Durante a realização dos retratos para esta reportagem, houve um momento de tensão no estúdio fotográfico. Após ser fotografada, Diana Gama, pesquisadora do Departamento de Astronomia da USP, esperava seu táxi. Antonio Facciollo Neto, presidente do Sindicato dos Astrólogos do Estado de São Paulo, aguardava o início de sua sessão de fotos. Eles começaram a trocar ideias. O papo fluía bem, até que um ponto polêmico veio à tona.

Astrologia é superstição, metafísica, mas ele insistiu que era ciência”, relembra Gama. É uma questão sensível para Facciollo — que, há mais de 50 anos, defende a ideia de que a astrologia é um estudo científico, sustentado na mecânica celeste e na estatística. Porém, mesmo entre os astrólogos, muitos resistem em chamar o ofício de ciência, preferindo considerá-lo uma área do saber, como a mitologia. Foi o bastante para que o afiado Facciollo, que já participou de dezenas de debates, lançasse algumas provocações.

Ele acusou os astrofísicos de deturparem conceitos astrológicos: “Essa gente não tem humildade para aprender, não respeita o conhecimento dos outros. Eles se acham os donos da sabedoria universal”. Desconfortável, a astrônoma aproveitou a chegada do táxi para encerrar a discussão. “Sempre respeitei diferenças e nunca havia sido desrespeitada por um astrólogo antes.” Se o encontro tivesse acontecido há 400 anos, ele provavelmente teria tomado outros rumos: antes da revolução científica, astronomia e astrologia andavam juntas. Hoje, essas especialidades são como um casal cujo amor escrito nas estrelas acabou em um divórcio incômodo e mal resolvido.

OS ASTROS COMO FINS

Um astrônomo não tem interesse em desvendar supostos mecanismos ocultos que regem objetos distantes e influenciam nossas vidas. Preocupa-se tão somente em coletar dados e fazer descrições para formular teorias sobre o universo. A astronomia é uma ciência porque segue o método científico: utiliza experimentos a fim de reunir evidências verificáveis e interpretá-las segundo a lógica.

É o que Diana Gama faz em sua sala no bloco E do Instituto de Astronomia, Geofísica e Ciências Atmosféricas da USP (IAG-USP). Nas horas vagas, a astrônoma, que pratica boxe e adora Pink Floyd, gosta de relaxar tocando clássicos de Madonna e Bob Marley em ritmo de bossa no ukulele. Em 2012, no entanto, os momentos de descanso se tornaram cada vez mais raros com o início do doutorado. A cientista estudou como sóis nascem em bolhas infravermelhas, criadas quando o vento de estrelas jovens interage com moléculas que reemitem radiação infravermelha.
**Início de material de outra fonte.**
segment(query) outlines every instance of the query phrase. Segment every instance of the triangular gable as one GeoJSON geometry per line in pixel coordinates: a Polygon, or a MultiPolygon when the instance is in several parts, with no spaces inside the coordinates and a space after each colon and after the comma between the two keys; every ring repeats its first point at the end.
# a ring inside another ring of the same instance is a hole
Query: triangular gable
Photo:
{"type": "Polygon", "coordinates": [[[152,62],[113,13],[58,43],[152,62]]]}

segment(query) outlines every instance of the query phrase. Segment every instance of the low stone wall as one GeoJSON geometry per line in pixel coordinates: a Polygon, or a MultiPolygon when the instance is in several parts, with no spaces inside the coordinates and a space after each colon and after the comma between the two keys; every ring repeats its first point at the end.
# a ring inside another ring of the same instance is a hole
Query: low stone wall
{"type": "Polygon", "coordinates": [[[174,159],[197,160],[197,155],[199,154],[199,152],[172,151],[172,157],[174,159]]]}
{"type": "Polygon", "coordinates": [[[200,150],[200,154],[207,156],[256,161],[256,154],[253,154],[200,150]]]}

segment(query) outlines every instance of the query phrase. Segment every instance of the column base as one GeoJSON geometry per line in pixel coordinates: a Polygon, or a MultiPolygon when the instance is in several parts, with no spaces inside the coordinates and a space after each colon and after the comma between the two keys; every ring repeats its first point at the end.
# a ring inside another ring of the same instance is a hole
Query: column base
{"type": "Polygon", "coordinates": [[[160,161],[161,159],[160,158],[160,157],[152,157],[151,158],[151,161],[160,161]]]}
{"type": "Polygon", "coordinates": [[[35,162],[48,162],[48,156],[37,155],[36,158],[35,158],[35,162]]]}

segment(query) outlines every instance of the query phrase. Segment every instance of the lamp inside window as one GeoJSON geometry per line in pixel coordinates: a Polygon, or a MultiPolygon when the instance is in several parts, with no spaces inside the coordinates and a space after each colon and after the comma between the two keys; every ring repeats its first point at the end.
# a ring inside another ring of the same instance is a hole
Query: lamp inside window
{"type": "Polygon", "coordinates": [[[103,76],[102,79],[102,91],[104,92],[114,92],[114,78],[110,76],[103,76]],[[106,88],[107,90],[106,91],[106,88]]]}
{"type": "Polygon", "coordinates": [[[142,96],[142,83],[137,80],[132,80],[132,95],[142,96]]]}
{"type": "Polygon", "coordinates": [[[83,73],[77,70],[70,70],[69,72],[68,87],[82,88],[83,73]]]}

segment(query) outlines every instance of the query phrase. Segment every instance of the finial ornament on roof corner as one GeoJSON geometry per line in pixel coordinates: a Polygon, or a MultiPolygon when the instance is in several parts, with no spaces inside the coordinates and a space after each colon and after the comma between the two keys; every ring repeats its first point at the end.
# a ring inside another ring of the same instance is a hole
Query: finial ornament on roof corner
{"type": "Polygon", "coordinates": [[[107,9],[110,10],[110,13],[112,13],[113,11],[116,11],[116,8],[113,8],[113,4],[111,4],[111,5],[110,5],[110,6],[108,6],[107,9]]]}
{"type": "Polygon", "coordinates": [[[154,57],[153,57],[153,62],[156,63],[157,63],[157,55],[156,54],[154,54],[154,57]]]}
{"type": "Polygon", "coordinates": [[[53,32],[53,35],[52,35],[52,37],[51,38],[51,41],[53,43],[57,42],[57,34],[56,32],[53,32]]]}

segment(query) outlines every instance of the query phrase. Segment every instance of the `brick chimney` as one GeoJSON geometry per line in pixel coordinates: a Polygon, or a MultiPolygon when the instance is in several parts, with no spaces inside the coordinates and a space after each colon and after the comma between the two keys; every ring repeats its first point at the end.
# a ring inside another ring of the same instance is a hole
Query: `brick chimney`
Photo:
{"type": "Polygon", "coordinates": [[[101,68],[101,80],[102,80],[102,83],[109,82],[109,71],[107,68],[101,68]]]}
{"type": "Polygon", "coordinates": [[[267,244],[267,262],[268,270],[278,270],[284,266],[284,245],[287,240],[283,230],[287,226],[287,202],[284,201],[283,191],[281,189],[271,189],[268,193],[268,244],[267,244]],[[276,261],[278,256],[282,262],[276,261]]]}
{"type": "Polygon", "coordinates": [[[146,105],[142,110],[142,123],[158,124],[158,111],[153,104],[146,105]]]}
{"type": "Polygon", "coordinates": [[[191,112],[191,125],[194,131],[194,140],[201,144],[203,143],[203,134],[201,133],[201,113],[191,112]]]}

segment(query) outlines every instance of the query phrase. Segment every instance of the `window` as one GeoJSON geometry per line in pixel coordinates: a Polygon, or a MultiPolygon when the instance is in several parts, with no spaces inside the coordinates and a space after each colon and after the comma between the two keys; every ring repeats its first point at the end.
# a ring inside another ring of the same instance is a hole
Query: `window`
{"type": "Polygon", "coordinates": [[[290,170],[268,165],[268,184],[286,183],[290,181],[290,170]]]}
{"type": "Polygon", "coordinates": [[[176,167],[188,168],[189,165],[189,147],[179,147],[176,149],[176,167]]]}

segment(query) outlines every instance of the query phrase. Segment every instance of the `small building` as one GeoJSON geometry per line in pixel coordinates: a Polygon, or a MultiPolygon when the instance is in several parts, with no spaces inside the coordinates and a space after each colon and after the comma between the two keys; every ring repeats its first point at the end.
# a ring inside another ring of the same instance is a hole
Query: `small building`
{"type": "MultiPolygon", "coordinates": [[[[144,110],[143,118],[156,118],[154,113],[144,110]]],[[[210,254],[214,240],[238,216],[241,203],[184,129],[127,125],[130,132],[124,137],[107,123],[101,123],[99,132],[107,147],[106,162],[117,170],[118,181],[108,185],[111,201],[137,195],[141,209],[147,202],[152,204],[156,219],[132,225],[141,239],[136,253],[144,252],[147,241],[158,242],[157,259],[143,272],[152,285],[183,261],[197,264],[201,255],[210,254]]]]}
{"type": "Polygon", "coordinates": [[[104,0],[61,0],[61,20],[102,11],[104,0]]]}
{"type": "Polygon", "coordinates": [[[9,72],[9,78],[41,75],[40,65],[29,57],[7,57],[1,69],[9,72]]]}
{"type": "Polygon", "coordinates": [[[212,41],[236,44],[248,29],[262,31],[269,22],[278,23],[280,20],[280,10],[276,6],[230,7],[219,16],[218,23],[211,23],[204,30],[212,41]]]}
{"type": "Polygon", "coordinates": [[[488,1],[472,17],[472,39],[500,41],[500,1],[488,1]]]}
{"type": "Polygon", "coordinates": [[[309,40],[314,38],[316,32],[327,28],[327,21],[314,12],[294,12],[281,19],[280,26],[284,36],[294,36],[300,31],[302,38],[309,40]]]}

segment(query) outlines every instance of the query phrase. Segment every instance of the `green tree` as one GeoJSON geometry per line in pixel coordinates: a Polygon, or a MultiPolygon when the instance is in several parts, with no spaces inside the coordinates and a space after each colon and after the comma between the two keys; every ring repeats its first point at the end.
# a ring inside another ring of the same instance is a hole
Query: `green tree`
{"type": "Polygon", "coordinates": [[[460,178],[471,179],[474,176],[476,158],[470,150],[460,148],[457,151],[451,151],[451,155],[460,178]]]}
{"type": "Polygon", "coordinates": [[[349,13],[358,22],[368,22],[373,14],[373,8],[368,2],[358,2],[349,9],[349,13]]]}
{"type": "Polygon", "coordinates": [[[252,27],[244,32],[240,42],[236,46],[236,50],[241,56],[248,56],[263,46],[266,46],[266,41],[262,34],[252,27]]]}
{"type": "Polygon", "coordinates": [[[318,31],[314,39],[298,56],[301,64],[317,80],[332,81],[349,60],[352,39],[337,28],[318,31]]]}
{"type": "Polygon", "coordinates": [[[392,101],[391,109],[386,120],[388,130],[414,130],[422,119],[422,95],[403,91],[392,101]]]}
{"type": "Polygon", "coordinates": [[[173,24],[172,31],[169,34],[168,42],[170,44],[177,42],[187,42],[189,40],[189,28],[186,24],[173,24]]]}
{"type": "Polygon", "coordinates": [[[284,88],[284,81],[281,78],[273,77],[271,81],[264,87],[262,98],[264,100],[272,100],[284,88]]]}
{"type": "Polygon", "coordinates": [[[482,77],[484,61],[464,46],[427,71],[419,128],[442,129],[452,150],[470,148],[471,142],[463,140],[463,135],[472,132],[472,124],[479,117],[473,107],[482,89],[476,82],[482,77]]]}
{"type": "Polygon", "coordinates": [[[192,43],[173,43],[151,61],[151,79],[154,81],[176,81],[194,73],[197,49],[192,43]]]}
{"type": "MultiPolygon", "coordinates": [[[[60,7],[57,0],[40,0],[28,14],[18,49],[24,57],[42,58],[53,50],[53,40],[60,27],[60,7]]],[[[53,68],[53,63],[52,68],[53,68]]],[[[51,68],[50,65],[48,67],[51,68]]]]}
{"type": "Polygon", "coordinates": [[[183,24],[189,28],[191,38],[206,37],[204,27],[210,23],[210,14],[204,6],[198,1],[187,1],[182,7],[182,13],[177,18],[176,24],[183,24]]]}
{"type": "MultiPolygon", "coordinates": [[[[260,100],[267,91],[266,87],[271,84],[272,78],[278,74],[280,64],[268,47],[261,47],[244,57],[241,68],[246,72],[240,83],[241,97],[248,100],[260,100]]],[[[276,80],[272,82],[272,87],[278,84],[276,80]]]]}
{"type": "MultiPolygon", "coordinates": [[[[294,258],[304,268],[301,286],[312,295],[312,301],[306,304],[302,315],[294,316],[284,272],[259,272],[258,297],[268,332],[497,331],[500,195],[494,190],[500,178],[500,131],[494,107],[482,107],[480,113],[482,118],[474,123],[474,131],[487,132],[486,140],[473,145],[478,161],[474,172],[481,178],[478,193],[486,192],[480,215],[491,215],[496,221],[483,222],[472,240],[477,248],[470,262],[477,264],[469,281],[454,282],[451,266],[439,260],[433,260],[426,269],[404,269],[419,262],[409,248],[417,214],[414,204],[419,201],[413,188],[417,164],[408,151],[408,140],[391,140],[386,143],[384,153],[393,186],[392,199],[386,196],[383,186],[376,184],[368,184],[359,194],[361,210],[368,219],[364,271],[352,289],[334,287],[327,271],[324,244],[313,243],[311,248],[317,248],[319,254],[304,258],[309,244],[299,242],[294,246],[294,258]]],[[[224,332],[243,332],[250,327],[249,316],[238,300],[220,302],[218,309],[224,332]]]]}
“São regiões de formação estelar e complexidade química.” Quem acompanhou de perto o processo de produção científica foi o panda de pelúcia Xiong Xiong: batizado por uma colega chinesa, o ursinho é uma lembrança de um intercâmbio que fez em Pequim. Com o título de doutora obtido em julho, a astrônoma avalia opções de pós-doutorado no exterior para avançar na carreira.

Aos 29 anos, a astrônoma Diana Gama é doutora pelo Departamento de Astronomia da USP. Gama respeita quem crê na astrologia, mas classifica a prática como superstição.  (Foto: TOMÁS ARTHUZZI)

Aos 29 anos, a astrônoma Diana Gama é doutora pelo Departamento de Astronomia da USP. Gama respeita quem crê na astrologia, mas classifica a prática como superstição. (Foto: TOMÁS ARTHUZZI)

A comunidade de astrônomos no Brasil é pequena, porém crescente. Marcos Diaz, presidente da Sociedade Astronômica Brasileira (SAB), fala em 850 membros, 80% dos quais estão ativos. “Grande parte se dedica a pesquisas e docência universitária.” Como Gama, muitos preferem cursar física para obter bagagem mais ampla e, depois, se especializar em astrofísica — é obrigatório fazer pós-graduação no exterior ou em uma das 21 instituições que oferecem o curso no Brasil.

“O mercado não é saturado, ainda absorve o doutor em astronomia para trabalhar na área ou em campos correlatos”, diz a astrônoma Duília de Mello, que já trabalhou na NASA e agora mora em Washington, onde acaba de se tornar vice-reitora da Universidade Católica da América. Para chegar lá, teve de fazer pós-graduação no Chile e na Suécia. Uma rotina cheia de compromissos acadêmicos, diferente dos afazeres cotidianos dos colegas astrólogos.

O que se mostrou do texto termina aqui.